Une certaine cohérence serait bienvenue, nous pouvons en tout cas en discuter. Je tenais surtout à montrer que des points de vue sur cette question ont été exprimés dans d’autres enceintes, par d’autres personnes. Il serait ennuyeux, selon moi, que la France se distingue des autres pays européens sur une question aussi importante.
Je ne reviendrai pas sur tous les sujets qui ont été abordés au cours de la discussion générale mais je tenais à évoquer ces points importants.
Je veux aussi tout de même rappeler que le projet de loi comporte des éléments concernant le biométhane. S’agissant de la géothermie, nous annoncerons prochainement un plan national et plusieurs amendements au projet de loi permettront de conforter cette filière. Pour ce qui est du photovoltaïque, nous avons tenu compte des propositions qui ont déjà été faites même si nous pouvons encore améliorer le texte. J’ai bien compris combien il était important pour vous de distinguer, d’un côté, la nécessité d’assurer la souveraineté alimentaire et la protection des terres agricoles et, de l’autre, la volonté de mettre à disposition des agriculteurs des technologies qui améliorent leur exploitation ou leur activité d’élevage. Nous devons donner une définition stricte en la matière.
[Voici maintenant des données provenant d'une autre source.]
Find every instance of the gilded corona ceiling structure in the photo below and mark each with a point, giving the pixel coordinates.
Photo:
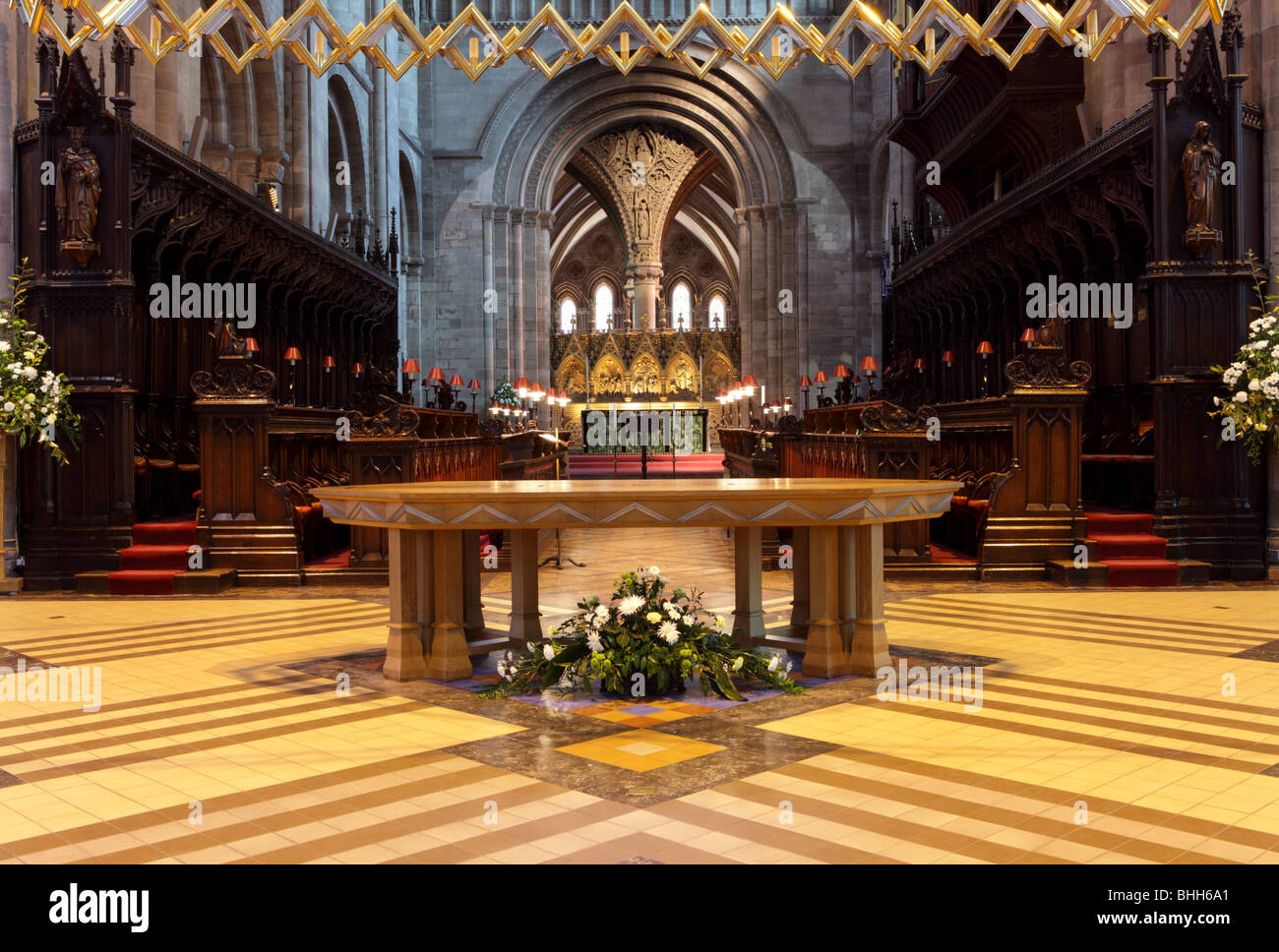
(935, 33)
Ce texte nous le permet alors qu’aujourd’hui il n’en existe aucune et que l’anarchie demeure.
Je répondrai pour conclure à Mme Battistel dont je partage le combat en faveur des augmentations de puissance en matière de production d’énergie hydroélectrique. De telles augmentations sont prévues par la loi « énergie-climat » même s’il restait une question à régler. L’amendement no 2285 à l’article 16 septies de Mme Brulebois viendra compléter l’amendement no 1168 voté en commission pour supprimer l’application de la redevance aux augmentations de puissance. Vous avez soulevé ce problème il y a longtemps. Il est très opportun de le résoudre aujourd’hui car nous avons besoin d’augmenter la puissance de nos installations hydroélectriques. (Applaudissements sur les bancs des groupes RE, Dem et HOR.)